Driving through the streets of south Minneapolis, the change is clear. For years, homeless encampments pinballed from one vacant lot to another. Now, they’ve largely vanished, leaving behind fenced highway underpasses and barren hillsides.
Mayor Jacob Frey credits a combination of policing and outreach for the new look of the South Side, where only a scattering of small encampments remain.
In January, Police Chief Brian O’Hara issued a special order that, in the words of a news release, “empowers” his officers to break up encampments.
But Frey said the city first had to marshal the staff needed to sweep the largest camps — some numbering more than 100 people — against protesters. That resistance included homeless people and activists. Only once the entrenched camps were gone could police consistently prevent new ones from forming, he said.
“The bottom line is, the strategies we are utilizing are working,” Frey told the Minnesota Star Tribune in a recent interview. “We have seen a dramatic reduction in unsheltered homelessness in our city.”

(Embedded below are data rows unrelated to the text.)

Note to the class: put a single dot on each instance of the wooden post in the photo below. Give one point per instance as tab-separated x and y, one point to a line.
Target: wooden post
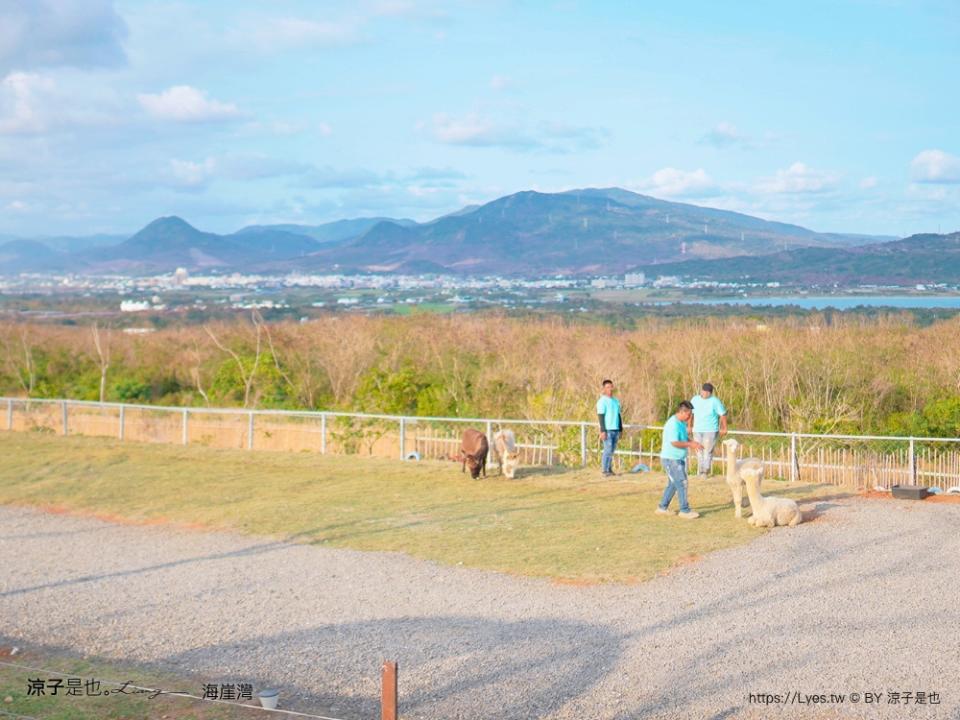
794	466
388	691
913	463
583	444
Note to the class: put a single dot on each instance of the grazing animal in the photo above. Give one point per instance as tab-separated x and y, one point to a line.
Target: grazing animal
505	452
738	472
473	452
767	511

A number of homeless people and those who help them are skeptical that closing encampments is getting people housed, according to interviews with the Star Tribune. They say it’s pushing homelessness farther to the margins.
Volunteers Tamara Kittelson and Andy Taylor used to deliver brown-bag meals to the camps, but those they help don’t really congregate anywhere now.
On one of their recent runs, Kittelson and Taylor parked at the end of a street overlooking the Franklin Avenue light-rail station. A train pulled in, and a trickle of haggard-looking people dragging sleeping bags and miscellany poured out. They gladly accepted the couple’s offers of chicken mac and cheese, eating it on the curb.